Gov. Rick Scott has the low hurdle of defeating San Diego businessman Rocky De La Fuente — who has already lost races for the U.S. Senate this year in California, Minnesota, Washington and Wyoming — before facing U.S. Sen. Bill Nelson in November.
Legislatively, the biggest fights will occur in the November general election.
Going into Tuesday’s primaries, Democrats are assured of holding 27 state House seats heading in the 2019 legislative session and 15 seats in the Senate. They will also hold five seats in Congress.
Meanwhile, Republicans are assured of occupying 12 state House seats, eight seats in the Senate and none in Congress.
The numbers are based on a lack of primary opposition, candidates who will face only write-in opposition in November and members of the Senate who are not up for election this year.
Counted among the Republican gains is House District 56 in DeSoto, Hardee and part of Polk counties.
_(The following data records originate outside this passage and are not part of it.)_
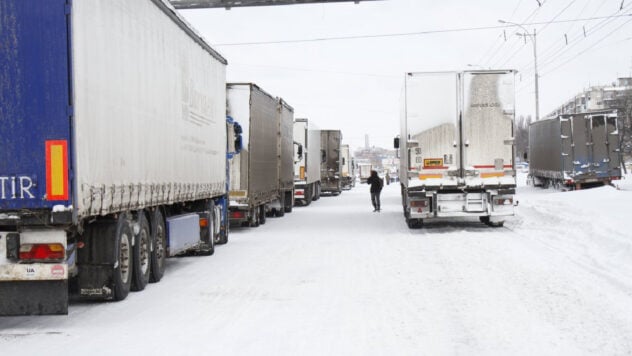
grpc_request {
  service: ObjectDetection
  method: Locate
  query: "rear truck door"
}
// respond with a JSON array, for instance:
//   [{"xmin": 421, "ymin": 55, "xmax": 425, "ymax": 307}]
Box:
[
  {"xmin": 0, "ymin": 0, "xmax": 72, "ymax": 315},
  {"xmin": 589, "ymin": 114, "xmax": 610, "ymax": 178},
  {"xmin": 461, "ymin": 71, "xmax": 516, "ymax": 188},
  {"xmin": 401, "ymin": 72, "xmax": 461, "ymax": 189},
  {"xmin": 559, "ymin": 116, "xmax": 574, "ymax": 178},
  {"xmin": 0, "ymin": 0, "xmax": 72, "ymax": 212},
  {"xmin": 605, "ymin": 114, "xmax": 621, "ymax": 177},
  {"xmin": 571, "ymin": 114, "xmax": 592, "ymax": 180}
]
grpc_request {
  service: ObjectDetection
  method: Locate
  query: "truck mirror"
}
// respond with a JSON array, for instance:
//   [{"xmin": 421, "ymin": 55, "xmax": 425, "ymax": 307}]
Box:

The race, featuring a pair of Republican candidates, was moved to the November ballot after a write-in candidate who had closed the primary withdrew from the contest.
The remaining 81 House races, 17 Senate contests and 22 congressional races are being contested, mostly between Republicans and Democrats. In some cases, independents or third-party candidates are also on the slate.